A new paper by Tom Watters and the Lunar Reconnaissance Orbiter camera (LROC) team has answered some of the questions about the presence and distribution of these enigmatic features.  The LROC produces high resolution images that can resolve features less than a meter across on the lunar surface.  These new images have produced spectacular views of a variety of landforms and show the surface of the Moon in incredible detail.  While mapping coverage is not yet global, it does extend our high-resolution vision well beyond the equatorial “Apollo zone” to the polar latitudes.  The new results indicate that these small scarps occur all over the Moon.   Moreover, they are indeed “young” in lunar terms; many scarps cut small craters that should have been eroded to invisibility on timescales longer than a few hundred million years.  Thus, as Binder claimed, the scarps must have been created relatively recently.

So, how much “shrinkage” of the Moon might these new findings indicate?  The LROC team suggests that the radius of the Moon might have decreased by about 100 m or so, not a very large amount for a body 1738 km in radius and not nearly as much as estimated in Alan Binder’s original paper (about 5 km).  This new number comes from an estimate of the amount of strain relieved by the formation of scarps found to date.  If there are substantially more of these features and of larger size, the strain estimate may be much greater and consequently indicate a greater contraction of the Moon.  We know from images returned from the Mariner 10 mission in 1973 and more recently by the MESSENGER spacecraft that Mercury (a much larger body than the Moon) also shows compressive thrust faults on its surface and consequently has decreased in size, on the order of about 1-2 km in radius.

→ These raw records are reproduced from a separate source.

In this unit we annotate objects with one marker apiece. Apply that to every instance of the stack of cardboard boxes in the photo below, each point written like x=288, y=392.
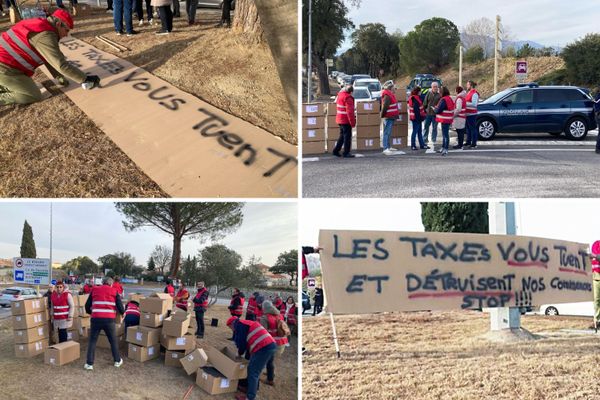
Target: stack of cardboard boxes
x=30, y=325
x=313, y=128
x=368, y=124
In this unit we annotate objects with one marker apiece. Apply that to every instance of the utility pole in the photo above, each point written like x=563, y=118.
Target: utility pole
x=309, y=69
x=496, y=53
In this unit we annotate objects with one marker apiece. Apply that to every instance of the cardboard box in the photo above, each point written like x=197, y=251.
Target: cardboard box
x=213, y=382
x=27, y=350
x=368, y=107
x=185, y=342
x=175, y=328
x=32, y=334
x=313, y=147
x=28, y=306
x=141, y=354
x=143, y=335
x=196, y=359
x=62, y=353
x=368, y=144
x=313, y=135
x=227, y=362
x=29, y=320
x=313, y=109
x=313, y=122
x=368, y=132
x=151, y=320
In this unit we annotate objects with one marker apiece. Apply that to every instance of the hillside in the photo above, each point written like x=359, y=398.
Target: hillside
x=483, y=73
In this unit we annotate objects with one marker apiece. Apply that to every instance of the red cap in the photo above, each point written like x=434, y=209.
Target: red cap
x=64, y=16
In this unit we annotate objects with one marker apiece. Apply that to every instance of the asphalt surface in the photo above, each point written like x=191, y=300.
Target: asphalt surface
x=512, y=165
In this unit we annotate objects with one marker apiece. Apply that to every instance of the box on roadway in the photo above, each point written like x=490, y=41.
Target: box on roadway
x=62, y=353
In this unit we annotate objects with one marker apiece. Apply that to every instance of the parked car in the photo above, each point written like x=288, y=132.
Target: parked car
x=17, y=293
x=373, y=85
x=533, y=108
x=584, y=308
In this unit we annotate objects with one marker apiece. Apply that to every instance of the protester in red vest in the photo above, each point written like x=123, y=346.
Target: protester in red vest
x=445, y=116
x=200, y=307
x=346, y=120
x=103, y=304
x=29, y=44
x=62, y=310
x=182, y=297
x=252, y=339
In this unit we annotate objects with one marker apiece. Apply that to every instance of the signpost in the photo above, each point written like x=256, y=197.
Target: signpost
x=31, y=271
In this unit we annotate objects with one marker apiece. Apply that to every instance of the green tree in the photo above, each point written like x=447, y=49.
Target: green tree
x=198, y=220
x=430, y=47
x=455, y=217
x=27, y=242
x=287, y=263
x=582, y=62
x=329, y=21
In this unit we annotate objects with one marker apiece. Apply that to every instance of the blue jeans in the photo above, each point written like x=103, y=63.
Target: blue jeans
x=258, y=362
x=472, y=131
x=417, y=132
x=122, y=8
x=388, y=123
x=430, y=120
x=445, y=136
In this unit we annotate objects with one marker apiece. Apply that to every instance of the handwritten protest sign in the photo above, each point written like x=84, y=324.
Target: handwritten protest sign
x=370, y=271
x=187, y=146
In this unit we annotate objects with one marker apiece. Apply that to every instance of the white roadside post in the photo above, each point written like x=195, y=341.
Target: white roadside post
x=502, y=221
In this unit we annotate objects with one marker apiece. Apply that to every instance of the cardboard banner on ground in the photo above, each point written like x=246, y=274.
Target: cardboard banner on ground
x=187, y=146
x=371, y=271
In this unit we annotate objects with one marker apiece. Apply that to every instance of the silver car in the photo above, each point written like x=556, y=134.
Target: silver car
x=17, y=293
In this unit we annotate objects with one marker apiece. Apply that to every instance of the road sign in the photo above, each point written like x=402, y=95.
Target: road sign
x=31, y=271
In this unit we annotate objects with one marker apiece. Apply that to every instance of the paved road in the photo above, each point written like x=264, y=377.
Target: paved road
x=523, y=165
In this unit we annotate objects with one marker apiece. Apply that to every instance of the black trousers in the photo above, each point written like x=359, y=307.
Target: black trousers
x=345, y=139
x=166, y=18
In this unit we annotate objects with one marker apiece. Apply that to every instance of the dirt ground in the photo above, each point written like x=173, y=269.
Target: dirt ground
x=22, y=379
x=51, y=149
x=445, y=355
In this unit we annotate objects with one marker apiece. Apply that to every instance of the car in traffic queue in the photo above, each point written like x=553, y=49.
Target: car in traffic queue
x=534, y=108
x=16, y=293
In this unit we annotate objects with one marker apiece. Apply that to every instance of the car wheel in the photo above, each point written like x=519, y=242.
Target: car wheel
x=551, y=311
x=576, y=129
x=486, y=129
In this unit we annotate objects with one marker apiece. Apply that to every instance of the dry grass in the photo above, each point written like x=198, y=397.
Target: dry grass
x=52, y=149
x=23, y=379
x=444, y=355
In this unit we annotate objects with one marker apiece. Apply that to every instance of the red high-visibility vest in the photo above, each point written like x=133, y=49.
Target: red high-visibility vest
x=345, y=109
x=272, y=322
x=104, y=300
x=183, y=295
x=258, y=337
x=132, y=309
x=447, y=115
x=411, y=110
x=470, y=109
x=392, y=111
x=60, y=305
x=15, y=49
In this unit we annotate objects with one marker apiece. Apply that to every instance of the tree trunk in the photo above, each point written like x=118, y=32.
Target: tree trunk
x=246, y=19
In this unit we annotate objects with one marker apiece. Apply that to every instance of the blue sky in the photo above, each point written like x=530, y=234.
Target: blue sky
x=548, y=22
x=95, y=229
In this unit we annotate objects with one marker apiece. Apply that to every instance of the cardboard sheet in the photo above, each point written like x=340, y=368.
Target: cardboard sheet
x=187, y=146
x=371, y=271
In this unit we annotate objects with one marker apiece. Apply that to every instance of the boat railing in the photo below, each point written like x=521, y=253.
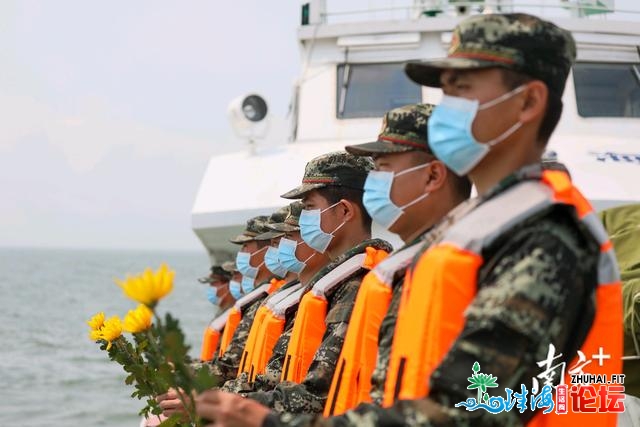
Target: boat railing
x=424, y=9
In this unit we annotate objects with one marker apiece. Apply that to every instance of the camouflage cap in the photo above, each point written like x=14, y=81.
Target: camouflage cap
x=339, y=169
x=275, y=218
x=216, y=270
x=517, y=41
x=230, y=267
x=254, y=228
x=291, y=222
x=403, y=129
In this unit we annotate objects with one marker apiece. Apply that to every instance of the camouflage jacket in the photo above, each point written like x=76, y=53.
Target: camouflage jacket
x=226, y=366
x=271, y=377
x=310, y=395
x=535, y=288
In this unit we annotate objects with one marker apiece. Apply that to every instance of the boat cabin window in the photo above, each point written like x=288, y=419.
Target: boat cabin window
x=607, y=90
x=370, y=90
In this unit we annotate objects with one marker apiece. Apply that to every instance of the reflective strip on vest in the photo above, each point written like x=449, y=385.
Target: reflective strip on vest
x=271, y=329
x=235, y=316
x=446, y=283
x=351, y=382
x=309, y=326
x=255, y=343
x=211, y=336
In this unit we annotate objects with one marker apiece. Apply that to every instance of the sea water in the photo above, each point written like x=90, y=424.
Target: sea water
x=50, y=372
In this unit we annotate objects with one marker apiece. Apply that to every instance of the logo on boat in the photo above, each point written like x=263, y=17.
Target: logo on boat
x=617, y=157
x=589, y=393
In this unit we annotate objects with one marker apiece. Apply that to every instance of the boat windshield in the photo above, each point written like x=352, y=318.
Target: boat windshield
x=607, y=90
x=370, y=90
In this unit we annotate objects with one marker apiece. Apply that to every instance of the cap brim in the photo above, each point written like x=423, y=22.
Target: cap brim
x=301, y=190
x=241, y=239
x=377, y=147
x=283, y=227
x=427, y=73
x=230, y=267
x=269, y=235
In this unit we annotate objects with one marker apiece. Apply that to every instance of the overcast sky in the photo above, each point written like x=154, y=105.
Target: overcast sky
x=109, y=110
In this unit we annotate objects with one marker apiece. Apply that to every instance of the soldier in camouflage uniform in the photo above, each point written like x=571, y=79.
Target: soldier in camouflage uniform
x=314, y=262
x=334, y=184
x=218, y=279
x=257, y=236
x=537, y=284
x=424, y=190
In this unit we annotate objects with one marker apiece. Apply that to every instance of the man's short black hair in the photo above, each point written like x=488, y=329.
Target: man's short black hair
x=513, y=79
x=333, y=194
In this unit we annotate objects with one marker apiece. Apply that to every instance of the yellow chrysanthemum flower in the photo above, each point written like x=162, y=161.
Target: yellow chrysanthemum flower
x=96, y=322
x=149, y=287
x=138, y=320
x=111, y=330
x=95, y=335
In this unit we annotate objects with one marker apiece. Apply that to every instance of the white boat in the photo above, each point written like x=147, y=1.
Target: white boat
x=352, y=72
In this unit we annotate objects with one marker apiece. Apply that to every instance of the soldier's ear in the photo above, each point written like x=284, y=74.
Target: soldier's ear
x=535, y=102
x=347, y=209
x=435, y=176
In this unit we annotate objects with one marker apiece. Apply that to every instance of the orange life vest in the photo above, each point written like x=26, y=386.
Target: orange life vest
x=211, y=336
x=309, y=326
x=235, y=315
x=446, y=283
x=255, y=339
x=272, y=328
x=351, y=382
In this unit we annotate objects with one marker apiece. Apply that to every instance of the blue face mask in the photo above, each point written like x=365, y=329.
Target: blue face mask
x=311, y=229
x=450, y=134
x=247, y=284
x=377, y=196
x=243, y=263
x=287, y=256
x=212, y=295
x=235, y=288
x=273, y=263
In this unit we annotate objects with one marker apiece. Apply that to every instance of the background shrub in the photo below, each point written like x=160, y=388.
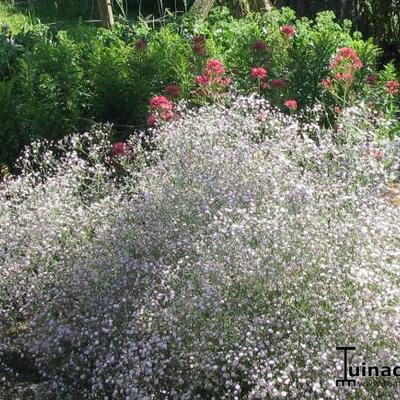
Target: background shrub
x=224, y=263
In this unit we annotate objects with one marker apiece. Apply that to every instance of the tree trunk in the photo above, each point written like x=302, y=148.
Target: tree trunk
x=106, y=14
x=202, y=7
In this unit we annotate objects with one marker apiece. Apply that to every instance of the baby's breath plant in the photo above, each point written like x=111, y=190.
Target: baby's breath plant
x=226, y=264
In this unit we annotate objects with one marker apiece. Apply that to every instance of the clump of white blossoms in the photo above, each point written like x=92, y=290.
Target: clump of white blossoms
x=227, y=263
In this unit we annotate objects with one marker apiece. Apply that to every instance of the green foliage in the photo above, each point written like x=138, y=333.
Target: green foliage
x=56, y=82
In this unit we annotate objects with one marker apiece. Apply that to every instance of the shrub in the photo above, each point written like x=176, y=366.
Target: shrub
x=63, y=80
x=228, y=263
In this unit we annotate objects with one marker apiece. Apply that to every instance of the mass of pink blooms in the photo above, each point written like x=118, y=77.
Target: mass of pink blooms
x=291, y=104
x=393, y=87
x=372, y=79
x=288, y=30
x=347, y=59
x=258, y=73
x=327, y=83
x=213, y=78
x=344, y=77
x=259, y=46
x=213, y=82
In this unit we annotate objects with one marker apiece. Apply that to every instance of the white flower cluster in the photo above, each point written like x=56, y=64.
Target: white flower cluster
x=227, y=263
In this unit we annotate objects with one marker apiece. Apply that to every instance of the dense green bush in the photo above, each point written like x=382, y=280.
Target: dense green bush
x=57, y=82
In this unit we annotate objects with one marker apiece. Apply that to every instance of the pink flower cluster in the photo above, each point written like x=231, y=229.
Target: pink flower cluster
x=259, y=73
x=344, y=66
x=291, y=104
x=288, y=30
x=213, y=75
x=161, y=110
x=258, y=46
x=141, y=44
x=347, y=59
x=393, y=87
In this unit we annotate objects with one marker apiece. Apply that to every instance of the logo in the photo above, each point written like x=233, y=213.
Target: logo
x=350, y=372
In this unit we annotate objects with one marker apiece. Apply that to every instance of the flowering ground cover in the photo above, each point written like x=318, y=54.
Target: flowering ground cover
x=227, y=263
x=55, y=80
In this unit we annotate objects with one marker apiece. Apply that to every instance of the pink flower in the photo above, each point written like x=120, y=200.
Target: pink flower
x=224, y=81
x=327, y=83
x=199, y=39
x=338, y=110
x=344, y=76
x=262, y=116
x=173, y=90
x=372, y=79
x=347, y=57
x=278, y=82
x=202, y=80
x=258, y=45
x=291, y=104
x=121, y=149
x=288, y=30
x=199, y=49
x=392, y=87
x=160, y=102
x=140, y=44
x=168, y=115
x=151, y=120
x=258, y=73
x=215, y=67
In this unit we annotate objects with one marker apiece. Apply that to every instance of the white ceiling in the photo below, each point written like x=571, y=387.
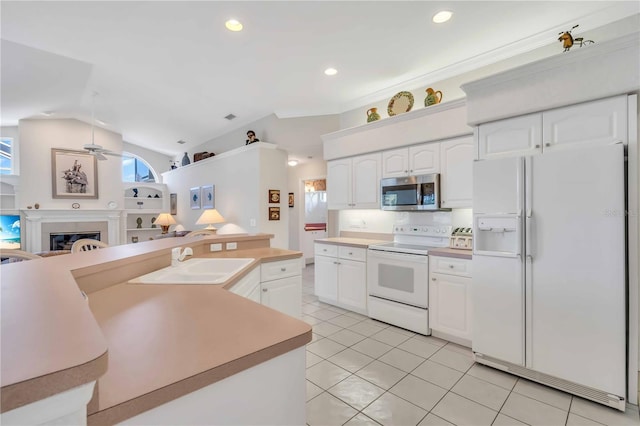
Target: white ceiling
x=169, y=70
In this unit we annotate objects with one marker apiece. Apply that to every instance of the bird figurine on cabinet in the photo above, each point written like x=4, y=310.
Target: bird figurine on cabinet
x=568, y=41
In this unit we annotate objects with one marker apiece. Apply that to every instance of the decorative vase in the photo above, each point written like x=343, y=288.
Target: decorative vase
x=433, y=97
x=372, y=115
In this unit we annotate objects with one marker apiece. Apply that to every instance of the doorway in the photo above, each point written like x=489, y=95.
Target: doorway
x=315, y=216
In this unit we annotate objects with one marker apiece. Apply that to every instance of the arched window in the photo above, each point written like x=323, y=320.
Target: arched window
x=135, y=169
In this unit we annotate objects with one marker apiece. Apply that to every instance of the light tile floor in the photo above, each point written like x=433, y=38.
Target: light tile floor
x=365, y=372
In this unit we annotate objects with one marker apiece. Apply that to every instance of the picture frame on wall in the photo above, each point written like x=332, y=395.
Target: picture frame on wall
x=274, y=196
x=74, y=174
x=173, y=203
x=194, y=198
x=208, y=196
x=274, y=213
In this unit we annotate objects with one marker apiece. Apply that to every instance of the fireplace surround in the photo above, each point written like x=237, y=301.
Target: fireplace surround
x=39, y=224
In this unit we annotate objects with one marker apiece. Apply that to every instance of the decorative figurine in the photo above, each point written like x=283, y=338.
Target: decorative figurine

Could the Moon still be seismically active?  Interestingly, the instrument network emplaced by the Apollo missions showed that while the Moon is extremely quiet compared to the continuous, restless trembling of the Earth, moonquakes do occur and some in the shallow levels of the crust are relatively strong (Richter magnitude 5).  Could these quakes be caused by the relief of stress in the crust accompanying the ongoing formation of highland thrust faults?  Unfortunately, the Apollo seismic network operated for only a few years.  Constant, global, decade-long monitoring of lunar seismic activity is needed to fully answer this question.  Such a global seismic network mission has been proposed, but the prospects of deploying this seismic network by robotic spacecraft within reasonable cost guidelines is challenging, to put it mildly.

Scientific studies continue to unravel the complex story of our Moon and the new flood of superb quality data from recent and ongoing orbital missions are showing us a range of new things that we have previously seen incompletely, if at all.  We’ve only “scratched” the surface of the Moon.  From the newest data, we’ve found evidence for the previous existence of water in the deep interior, ice at the poles, unsuspected (and unsampled) new rock types, and now, crustal compression on a global scale.  Imagine what we’ll discover when we do more than just look at images – when humanity’s destiny of again walking on our Moon comes to pass.